Today, as the sport develops its popularity, sponsorship can be found all around the ground at St James Park. It was often the practice in football to name stands after significant people of a club, yet the popularity of the game and increased needs for funds have led to utilizing spaces for commerce.  

The Duke Bank or the Cliff Bastin Stand, and the Ivor Doble Grandstand, are all features that would be familiar with older fans, whereas new fans would see that the Main Stand is sponsored by IP Office Ltd, Thatchers sponsor the Big Bank Stand, and the Old Grandstand is officially known as the Stagecoach Family Stand. Other club partners include Paramount, EDF Energy, St Austell Brewery, and RGB Building supplies, all of who are valued partners in developing our modern football club.

Perhaps the most recognizable form of sponsorship in football is now a firmly established aspect of the kit sponsor. However, it is quite a recent development. In English football, shirt sponsorship only began in the late 1970s, although it was already common abroad – Jägermeister had appeared on German team Eintracht Braunschweig’s shirts since 1973. 

The first English club to adopt shirt sponsorship was Kettering Town, who debuted their kit featuring the logo of local company Kettering Tyres in a Southern League Premier Division match against Bath City on 24 January 1976. Opposition from the Football Association meant the logo was soon dropped, but in the next season, with the support of Derby County and Bolton Wanderers, Kettering Town successfully convinced the FA to allow shirt sponsorship.
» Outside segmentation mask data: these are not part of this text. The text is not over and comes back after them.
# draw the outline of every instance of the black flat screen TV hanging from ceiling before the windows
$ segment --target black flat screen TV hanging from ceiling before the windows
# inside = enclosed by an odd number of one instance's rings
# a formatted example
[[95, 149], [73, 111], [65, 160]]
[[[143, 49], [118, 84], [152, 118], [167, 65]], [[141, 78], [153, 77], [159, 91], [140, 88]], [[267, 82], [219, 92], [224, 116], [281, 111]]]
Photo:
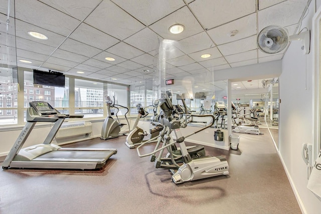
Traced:
[[39, 71], [34, 69], [34, 84], [65, 87], [65, 75], [60, 72], [51, 71]]

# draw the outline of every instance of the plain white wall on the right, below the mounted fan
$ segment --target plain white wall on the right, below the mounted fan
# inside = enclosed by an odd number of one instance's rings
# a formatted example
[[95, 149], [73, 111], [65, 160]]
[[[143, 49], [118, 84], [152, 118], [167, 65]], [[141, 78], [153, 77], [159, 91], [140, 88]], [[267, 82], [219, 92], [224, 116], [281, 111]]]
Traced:
[[[311, 29], [315, 13], [312, 1], [301, 29]], [[313, 34], [313, 32], [311, 32]], [[313, 44], [311, 43], [311, 50]], [[320, 213], [319, 201], [307, 188], [307, 169], [301, 157], [302, 143], [312, 143], [312, 54], [304, 55], [301, 43], [294, 41], [282, 60], [279, 77], [279, 154], [284, 167], [297, 191], [301, 209], [306, 213]]]

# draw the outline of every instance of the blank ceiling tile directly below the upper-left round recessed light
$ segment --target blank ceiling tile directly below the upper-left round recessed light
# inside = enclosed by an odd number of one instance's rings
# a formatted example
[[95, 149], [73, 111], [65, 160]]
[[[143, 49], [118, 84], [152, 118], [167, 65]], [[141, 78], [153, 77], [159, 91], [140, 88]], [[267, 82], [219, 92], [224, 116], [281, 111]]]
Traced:
[[39, 54], [50, 55], [55, 50], [55, 48], [52, 46], [43, 45], [41, 43], [22, 39], [19, 37], [16, 38], [16, 42], [17, 42], [17, 48], [39, 53]]

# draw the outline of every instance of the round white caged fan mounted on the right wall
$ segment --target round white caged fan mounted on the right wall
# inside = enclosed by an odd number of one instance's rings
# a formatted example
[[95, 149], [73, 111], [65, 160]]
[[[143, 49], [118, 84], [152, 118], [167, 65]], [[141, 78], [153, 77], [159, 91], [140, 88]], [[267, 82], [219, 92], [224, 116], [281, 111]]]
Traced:
[[261, 51], [268, 54], [275, 54], [283, 51], [289, 41], [302, 41], [302, 50], [304, 54], [310, 52], [310, 31], [304, 31], [299, 34], [289, 36], [286, 29], [271, 25], [262, 29], [257, 37], [257, 44]]

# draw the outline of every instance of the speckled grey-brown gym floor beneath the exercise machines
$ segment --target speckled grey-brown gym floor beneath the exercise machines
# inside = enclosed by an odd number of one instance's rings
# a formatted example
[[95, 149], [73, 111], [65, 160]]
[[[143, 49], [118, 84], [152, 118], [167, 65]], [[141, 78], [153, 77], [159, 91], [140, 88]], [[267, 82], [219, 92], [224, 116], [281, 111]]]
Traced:
[[69, 144], [118, 152], [95, 171], [0, 170], [0, 213], [301, 213], [268, 130], [261, 131], [239, 134], [238, 150], [205, 147], [226, 157], [229, 175], [182, 184], [128, 149], [125, 136]]

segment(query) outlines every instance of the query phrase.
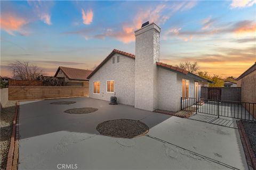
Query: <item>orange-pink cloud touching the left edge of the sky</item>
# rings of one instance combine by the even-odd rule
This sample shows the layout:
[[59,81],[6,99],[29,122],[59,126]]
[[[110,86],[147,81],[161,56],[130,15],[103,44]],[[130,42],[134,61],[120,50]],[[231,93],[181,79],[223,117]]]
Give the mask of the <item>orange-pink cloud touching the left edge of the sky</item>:
[[27,21],[23,18],[7,14],[1,16],[0,23],[1,29],[4,29],[11,35],[14,35],[12,31],[19,31],[21,27],[27,23]]

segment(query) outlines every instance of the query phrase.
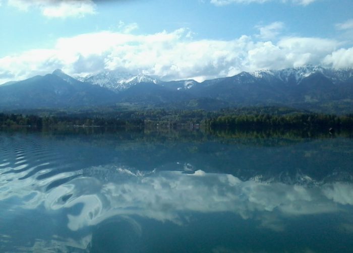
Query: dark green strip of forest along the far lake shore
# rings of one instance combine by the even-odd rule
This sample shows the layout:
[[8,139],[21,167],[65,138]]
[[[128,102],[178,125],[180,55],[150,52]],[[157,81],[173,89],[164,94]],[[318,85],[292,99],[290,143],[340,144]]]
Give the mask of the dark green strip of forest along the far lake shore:
[[0,113],[4,128],[30,127],[108,127],[108,128],[177,128],[187,126],[210,131],[233,129],[316,129],[353,128],[353,114],[332,115],[298,111],[286,107],[249,107],[205,110],[122,110],[109,113],[46,112],[37,114]]

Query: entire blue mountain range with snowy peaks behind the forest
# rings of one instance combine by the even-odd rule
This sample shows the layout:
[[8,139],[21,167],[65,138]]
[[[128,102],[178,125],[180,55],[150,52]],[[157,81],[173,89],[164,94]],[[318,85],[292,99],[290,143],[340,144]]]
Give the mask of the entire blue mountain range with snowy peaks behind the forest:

Shirt sponsorship was adopted by Exeter City in 1984 when LCD Advertising appeared on the club’s shirts. Their next shirt sponsor was Facer Books (1988-1989), followed by local electrical engineering company T.A.J. Hibberd (1989-1992). For the 1992-1993 season Carling appeared on Exeter’s shirts, before local company, ALC Windows, who remained as shirt sponsors through to 1997, replaced them the next season.

Sponsors between 1997 and 2001 included Concept Incorporated and Exeter Healthcare, and from 2001 the builders’ merchants Jewson appeared on the Grecians’ shirts. In 2003 they were replaced by Flybe, who had just become Exeter’s main sponsor and are still the club’s shirt sponsors, and who, having appeared on the kit for 14 years are one of the most long standing sponsors in the football league.   
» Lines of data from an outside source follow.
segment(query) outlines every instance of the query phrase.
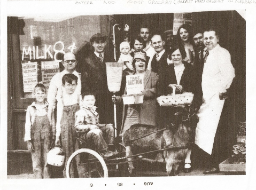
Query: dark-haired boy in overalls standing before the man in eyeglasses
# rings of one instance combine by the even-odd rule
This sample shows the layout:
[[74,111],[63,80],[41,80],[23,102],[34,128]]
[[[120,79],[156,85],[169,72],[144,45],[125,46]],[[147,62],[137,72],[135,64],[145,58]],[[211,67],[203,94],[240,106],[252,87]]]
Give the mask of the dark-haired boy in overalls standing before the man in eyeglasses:
[[[62,78],[61,96],[58,100],[57,122],[56,122],[56,141],[55,145],[61,144],[65,152],[65,166],[63,177],[66,178],[66,165],[69,156],[75,151],[75,113],[80,109],[80,95],[75,91],[77,86],[77,76],[72,73],[65,74]],[[76,173],[75,164],[71,164],[71,178],[74,178]]]

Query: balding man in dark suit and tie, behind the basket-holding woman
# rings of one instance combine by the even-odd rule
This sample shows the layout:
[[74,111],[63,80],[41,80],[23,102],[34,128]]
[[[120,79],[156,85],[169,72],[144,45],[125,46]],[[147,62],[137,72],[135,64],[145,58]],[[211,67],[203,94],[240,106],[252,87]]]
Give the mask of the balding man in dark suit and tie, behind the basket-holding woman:
[[154,35],[151,38],[151,45],[157,52],[151,62],[151,71],[160,75],[161,70],[165,70],[168,66],[168,53],[164,49],[165,41],[162,40],[161,35]]

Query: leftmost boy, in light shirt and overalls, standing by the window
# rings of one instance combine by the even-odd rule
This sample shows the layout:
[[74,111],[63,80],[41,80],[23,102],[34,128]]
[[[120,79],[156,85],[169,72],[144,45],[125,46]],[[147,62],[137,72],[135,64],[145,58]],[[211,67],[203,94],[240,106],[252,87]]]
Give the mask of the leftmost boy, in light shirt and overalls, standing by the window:
[[53,114],[48,116],[45,86],[36,84],[34,93],[36,101],[27,108],[24,140],[32,155],[34,178],[50,178],[47,154],[55,140],[55,119]]

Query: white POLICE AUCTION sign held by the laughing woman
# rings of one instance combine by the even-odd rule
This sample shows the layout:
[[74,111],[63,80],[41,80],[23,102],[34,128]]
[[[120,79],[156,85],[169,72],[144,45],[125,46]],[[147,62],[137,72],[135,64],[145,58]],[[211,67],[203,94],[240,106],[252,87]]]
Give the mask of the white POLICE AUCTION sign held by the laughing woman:
[[143,75],[127,75],[126,76],[126,92],[127,94],[139,94],[144,90]]

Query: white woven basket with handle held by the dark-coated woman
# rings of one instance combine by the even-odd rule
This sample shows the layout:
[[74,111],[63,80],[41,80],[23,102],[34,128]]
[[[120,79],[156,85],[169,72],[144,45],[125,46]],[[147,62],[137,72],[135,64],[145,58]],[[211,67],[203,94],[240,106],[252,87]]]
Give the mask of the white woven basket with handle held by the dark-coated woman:
[[194,94],[191,92],[175,94],[175,88],[173,88],[173,94],[171,96],[160,96],[157,98],[157,102],[160,106],[190,105],[193,97]]

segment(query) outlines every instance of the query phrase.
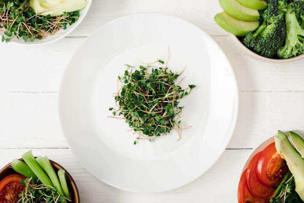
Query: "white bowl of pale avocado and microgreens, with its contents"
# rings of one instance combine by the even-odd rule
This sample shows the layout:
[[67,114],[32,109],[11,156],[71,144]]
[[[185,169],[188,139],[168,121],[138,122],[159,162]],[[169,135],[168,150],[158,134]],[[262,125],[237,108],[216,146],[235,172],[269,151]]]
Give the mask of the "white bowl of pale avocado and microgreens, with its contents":
[[2,43],[33,45],[62,39],[85,18],[92,0],[0,0]]

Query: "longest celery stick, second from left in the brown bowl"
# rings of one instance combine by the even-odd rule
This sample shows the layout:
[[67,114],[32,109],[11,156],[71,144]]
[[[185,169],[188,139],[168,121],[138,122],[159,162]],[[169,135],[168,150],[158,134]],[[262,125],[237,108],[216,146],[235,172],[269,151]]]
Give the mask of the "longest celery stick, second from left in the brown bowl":
[[39,180],[42,182],[42,184],[46,185],[48,188],[54,186],[52,181],[50,180],[50,178],[47,176],[47,174],[44,173],[42,168],[39,166],[39,164],[35,160],[32,150],[23,154],[22,159],[29,166],[29,168],[34,172],[34,174],[36,174],[36,176],[39,178]]

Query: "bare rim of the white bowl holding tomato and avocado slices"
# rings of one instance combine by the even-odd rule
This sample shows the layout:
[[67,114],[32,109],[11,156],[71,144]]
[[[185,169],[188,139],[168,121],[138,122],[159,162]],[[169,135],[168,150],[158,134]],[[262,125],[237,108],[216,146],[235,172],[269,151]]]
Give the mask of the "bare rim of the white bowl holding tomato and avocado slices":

In all, the items mentioned in this article are just a few examples of advertising and sponsorship over the years at Exeter City, but there are hundreds if not thousands more that have associated themselves with the club over the years. However from a heritage point of view any one of them can have value, as triggers that remind us of different eras in not only the club’s past but also the history of the City and our culture.